L’originalité réside dans les matériaux utilisés et leur mise en œuvre. Les façades latérales sont construites sur un soubassement et piliers en latérite. Le remplissage entre les piliers est constitué de briques jointives qui alternent avec des parois en lames ventilantes et des claustras en brique. A l’intérieur, le plafond est en lambris peint. Le pignon et le clocher sont en planches. La toiture, refaite en 1984, est en tôle.

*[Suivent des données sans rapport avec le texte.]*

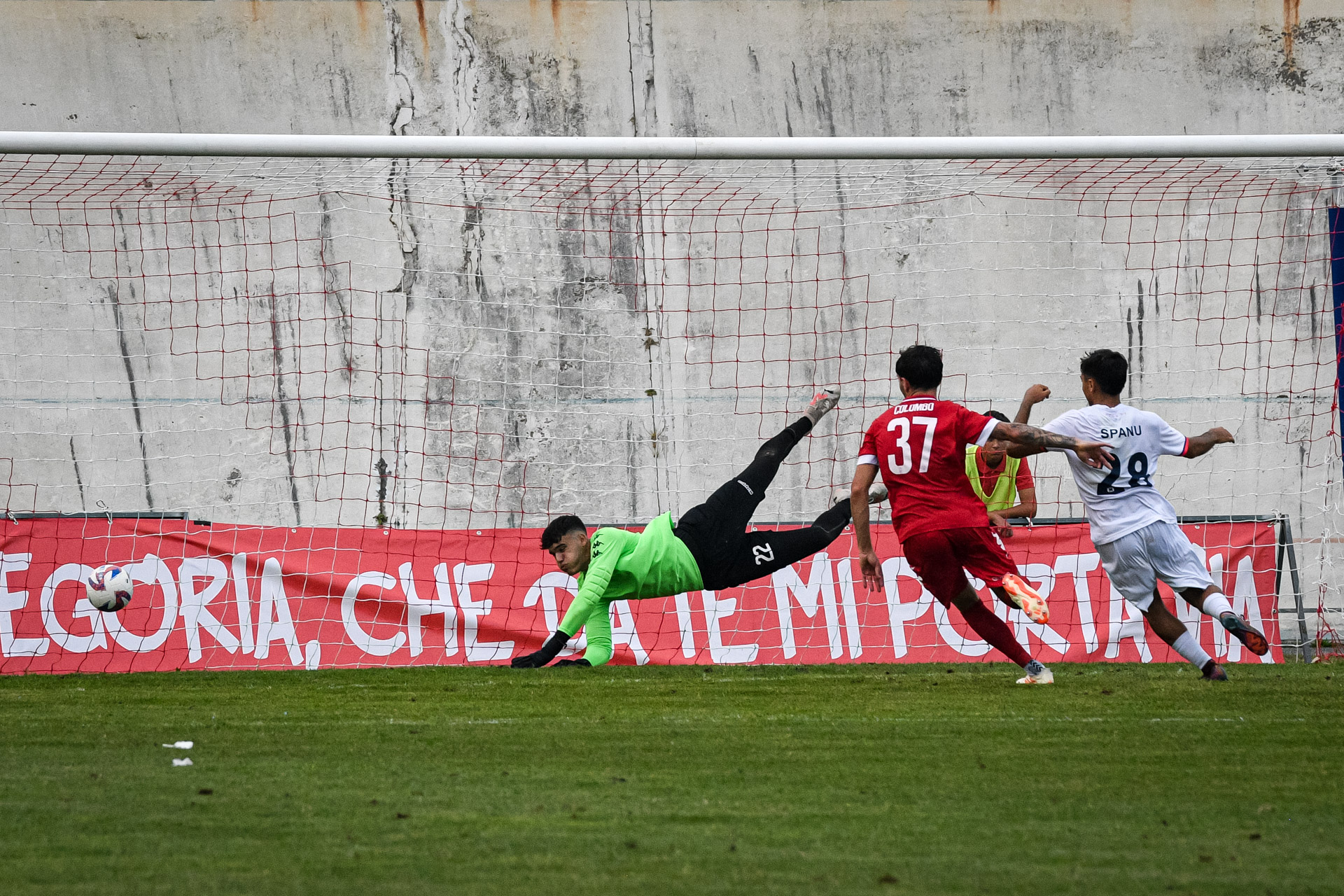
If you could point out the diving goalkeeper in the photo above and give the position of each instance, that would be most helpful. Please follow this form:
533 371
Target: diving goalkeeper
707 548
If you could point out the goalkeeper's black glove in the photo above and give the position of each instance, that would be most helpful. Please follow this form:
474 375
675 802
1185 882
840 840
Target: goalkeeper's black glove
537 660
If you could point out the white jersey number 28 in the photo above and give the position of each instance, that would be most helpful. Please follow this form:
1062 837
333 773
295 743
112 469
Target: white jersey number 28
901 426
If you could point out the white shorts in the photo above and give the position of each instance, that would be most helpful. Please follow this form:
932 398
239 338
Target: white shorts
1158 551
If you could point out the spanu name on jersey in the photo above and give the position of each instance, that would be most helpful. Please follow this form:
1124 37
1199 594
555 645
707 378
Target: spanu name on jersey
1121 498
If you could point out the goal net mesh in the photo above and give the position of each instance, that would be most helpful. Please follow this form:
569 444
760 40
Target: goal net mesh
472 347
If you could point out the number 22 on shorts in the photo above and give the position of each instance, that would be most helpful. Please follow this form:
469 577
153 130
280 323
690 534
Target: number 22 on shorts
901 426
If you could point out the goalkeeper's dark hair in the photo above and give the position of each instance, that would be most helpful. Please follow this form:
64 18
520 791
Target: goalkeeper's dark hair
558 528
1108 367
921 365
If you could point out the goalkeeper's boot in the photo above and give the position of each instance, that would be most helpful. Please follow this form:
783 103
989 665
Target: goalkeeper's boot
1026 598
1037 675
823 403
1245 633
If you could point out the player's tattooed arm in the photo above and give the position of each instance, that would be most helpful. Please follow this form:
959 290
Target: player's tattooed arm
1028 440
1034 397
1205 442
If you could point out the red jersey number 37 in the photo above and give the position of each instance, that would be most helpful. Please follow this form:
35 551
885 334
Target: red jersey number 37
904 458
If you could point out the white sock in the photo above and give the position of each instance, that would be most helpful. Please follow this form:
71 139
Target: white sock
1217 605
1189 648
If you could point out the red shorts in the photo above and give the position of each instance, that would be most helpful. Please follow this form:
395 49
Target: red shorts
940 556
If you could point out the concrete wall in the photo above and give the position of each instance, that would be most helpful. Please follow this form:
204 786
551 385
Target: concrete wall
500 365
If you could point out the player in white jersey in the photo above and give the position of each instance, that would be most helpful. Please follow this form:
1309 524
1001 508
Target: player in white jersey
1132 524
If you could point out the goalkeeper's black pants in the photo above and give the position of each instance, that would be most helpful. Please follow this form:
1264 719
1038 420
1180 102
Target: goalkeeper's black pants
715 531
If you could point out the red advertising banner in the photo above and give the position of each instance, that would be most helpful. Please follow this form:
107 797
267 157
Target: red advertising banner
233 597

Le décor peint intérieur est quant à lui nettement postérieur à la construction de l'édifice. Il a été réalisé entre 1938 et 1940 par le bagnard Francis Lagrange (1900-1964), dit Flag. Celui-ci fut condamné en 1928 comme récidiviste, après neuf condamnations pour trafic de faux tableaux et escroquerie, à quatre ans de prison puis à la relégation à Saint-Jean-du-Maroni, où il arrive en 1931. Il s’en évada deux fois et fabriqua à ces occasions des faux billets, mais il fut repris et condamné à dix ans de travaux forcés dont deux ans de réclusion sur l’île Saint-Joseph. Après sa période de réclusion, Francis Lagrange fut incarcéré sur l’île Royale où il mit à profit ses talents de peintre pour échapper aux corvées les plus dures.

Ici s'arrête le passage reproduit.